Nobody Should Believe Me
The Mother Next Door: Medicine, Deception, and Munchausen by Proxy
04 Feb 2025
It's pub day!! The Mother Next Door is officially out in the world. Thank you to everyone for all of your support! For our amazing podcast listeners, we have a very special treat for you: a 40 MINUTE exclusive excerpt of the audiobook! Enjoy! *** Order The Mother Next Door: Medicine, Deception, and Munchausen by Proxy https://read.macmillan.com/lp/the-mother-next-door-9781250284273/ Catch Andrea and Mike at their Seattle Book Launch Event: https://www.eventbrite.com/e/andrea-dunlop-and-mike-weber-the-mother-next-door-tickets-1097661478029 Catch Andrea and Mike at their Fort Worth Book Launch Event: https://www.instagram.com/p/DE0ynPhxLOo/ Learn more about your ad choices. Visit podcastchoices.com/adchoices
Full Episode
True Story Media. Hello, it's Andrea. Today is the day. After many years of work, The Mother Next Door, Medicine, Deception, and Munchausen by Proxy, my first ever nonfiction book that I co-authored with Detective Mike Weber is officially out in the world. You can buy it right now wherever books are sold.
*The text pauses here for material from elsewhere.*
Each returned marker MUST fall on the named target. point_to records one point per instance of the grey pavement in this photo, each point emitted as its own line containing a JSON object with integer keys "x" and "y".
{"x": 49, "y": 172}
And if you are in Seattle or Fort Worth, please come see Mike and I at our launch events on Tuesday, February 4th and Thursday, February 6th, respectively. You can find all of that info on where to find us and the book in our show notes. And today I have something very special for you, which is an excerpt of the audiobook, which I am the narrator of.
This is the first time I've ever read one of my own audiobooks, and it just feels really special on this one to get to go with you for this part of the book's journey. So without further ado, here is an exclusive excerpt from The Mother Next Door from Macmillan Audio. Enjoy! Introduction It was a rainy night in Seattle in July 2019.
The global pandemic that would reshape life as we knew it was still several months in the future, but my life was in its own dramatic state of flux. I was a first-time mom trying to navigate the exhausting back and forth of being a working parent. My daughter, Fiona, was eight months old and I was launching my third novel, We Came Here to Forget, at one of my favorite local bookstores.
It tells of an Olympic skier whose relationships and career are turned upside down by a family catastrophe. Book publications, with their touring demands, media pushes, endless social media shilling, and alternating waves of excitement and dread, are always draining. But this one was like nothing I'd been through before.
The book was fiction, yes, but it was heavily based on events that had destroyed my family. I'd never written anything that made me feel so vulnerable. Overall, the launch was not going especially well. If you are lucky enough to publish more than one or two books in your life, as I have been, you are sure to have at least one where everything goes wrong. This was mine.
For one thing, my beloved editor had left the publishing house some six months earlier, leaving me orphaned. Since then, there had been so many staffing changes that no one who had worked on my previous books was still in place by the time this had come out.
Worst of all, instead of spending publication day trying to relax before the launch event that night, I had spent it alternating phone calls with my lawyer, agent, and therapist.
The cause was an 11th hour cease and desist I had received from my sister Megan, attempting to halt the publication of my novel and insisting I stop discussing my personal connection to one of the central themes of the book, Munchausen by proxy. Megan had always denied the abuse allegations, and now her lawyer was demanding that I retract my previous statements to the media and cancel my tour.